Most of 7 is spent with Hatmaker humorously yet annoyingly talking about what a challenge it is to live this way.  Yes, I understand that only wearing seven pieces of clothing for a month can be a logistical laundry and fashion challenge.  But she spent much more time talking about the challenge than the lesson.  This was the pattern for the book.  Each chapter was about 80-90 percent Hatmaker's chatty, self-indulgent reflections, and (maybe) 10-20 percent spiritual reflection.

To her credit, some of the reflections and lessons learned were worth reading, if a bit shallow.  For someone who's never read a word about justice, fasting, or self-sacrifice, I'm sure 7 will be full of profound revelations.  Mostly, though, it's a blog-style memoir of some arbitrary life choices that will make you laugh a little while asking, so what's the point?

2016 Reading Challenge: A book by or about a pastor's wife

Thursday, May 19, 2016

The Weighted Blanket Guide, by Eileen Parker and Cara Koscinski

If you have autism, or have a child who is autistic or who has sensory issues, you know the importance of deep pressure.  Eileen Parker, an adult living with autism and sensory processing disorder (SPD), and Cara Kosinski, an occupational therapist who specializes in autism and SPD, have written The Weighted Blanket Guide: Everything You Need to Know about Weighted Blankets and Deep Pressure for Autism, Chronic Pain, and Other Conditions.

This is a very practical guide for someone considering using a weighted blanket.  While they are proponents of the use of weighted blankets, they acknowledge that their use is supported by anecdote and preference, not scientific evidence.  "There is no scientific proof that weighted blankets work.  But a great deal of anecdotal evidence supports that they do work."  The authors provide a great deal of anecdotal evidence, as well as guidelines for the use of a weighted blanket.

Ms.
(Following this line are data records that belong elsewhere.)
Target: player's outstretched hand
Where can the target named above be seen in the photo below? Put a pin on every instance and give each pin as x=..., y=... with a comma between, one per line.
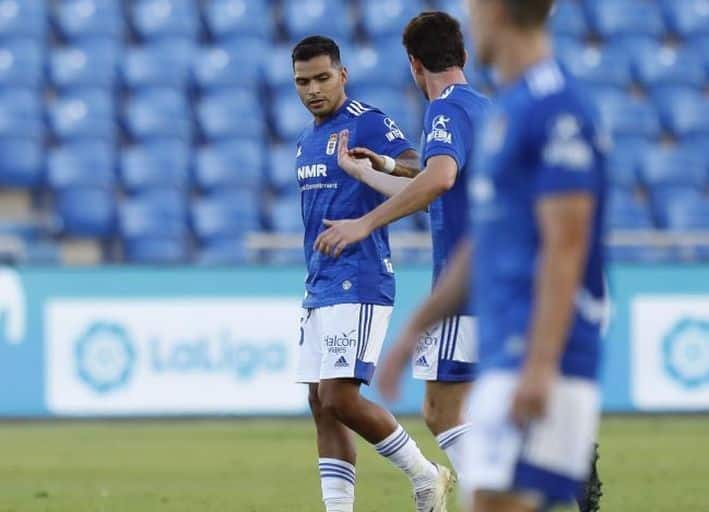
x=349, y=161
x=533, y=393
x=390, y=370
x=340, y=235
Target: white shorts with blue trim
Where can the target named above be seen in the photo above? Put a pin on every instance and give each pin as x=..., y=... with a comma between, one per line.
x=549, y=460
x=341, y=342
x=447, y=352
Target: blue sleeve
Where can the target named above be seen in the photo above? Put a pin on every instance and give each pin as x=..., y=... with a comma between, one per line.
x=382, y=135
x=566, y=155
x=447, y=132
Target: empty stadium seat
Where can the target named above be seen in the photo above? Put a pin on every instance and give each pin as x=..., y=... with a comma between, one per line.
x=79, y=19
x=235, y=163
x=82, y=164
x=157, y=113
x=233, y=113
x=21, y=63
x=687, y=18
x=83, y=114
x=85, y=212
x=155, y=165
x=94, y=64
x=164, y=63
x=610, y=18
x=388, y=17
x=225, y=216
x=238, y=62
x=26, y=18
x=160, y=18
x=326, y=17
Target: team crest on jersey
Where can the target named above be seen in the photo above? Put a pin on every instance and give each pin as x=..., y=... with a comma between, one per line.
x=439, y=130
x=394, y=131
x=331, y=145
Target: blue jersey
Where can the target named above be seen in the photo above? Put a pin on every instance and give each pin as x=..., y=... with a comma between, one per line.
x=363, y=273
x=540, y=140
x=449, y=128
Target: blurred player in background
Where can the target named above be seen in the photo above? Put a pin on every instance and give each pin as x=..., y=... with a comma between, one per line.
x=538, y=203
x=349, y=300
x=445, y=355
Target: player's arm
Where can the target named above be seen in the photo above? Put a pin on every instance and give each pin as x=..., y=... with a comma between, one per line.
x=449, y=295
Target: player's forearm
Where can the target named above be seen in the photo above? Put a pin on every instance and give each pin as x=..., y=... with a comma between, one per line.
x=384, y=183
x=450, y=293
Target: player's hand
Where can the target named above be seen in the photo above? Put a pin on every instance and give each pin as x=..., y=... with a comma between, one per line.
x=348, y=160
x=390, y=370
x=340, y=235
x=531, y=399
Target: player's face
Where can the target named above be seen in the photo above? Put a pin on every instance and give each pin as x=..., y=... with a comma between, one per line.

Parker has owned a company that sold weighted blankets.  She provides guidelines for buying and selecting an appropriate blanket.  They also give detailed instructions for making a blanket, should the reader have some sewing skills (and some time).  I was convinced to consider trying a weighted blanket with my son who has SPD, and tempted to try it myself.  They say "many patients who used the blankets feel calmer, more grounded, safe and secure, with improved concentration and decreased stress and anxiety, as well has having improved sleep."  How's that for an endorsement!

Thanks to Net Galley and the publisher for the complimentary electronic review copy!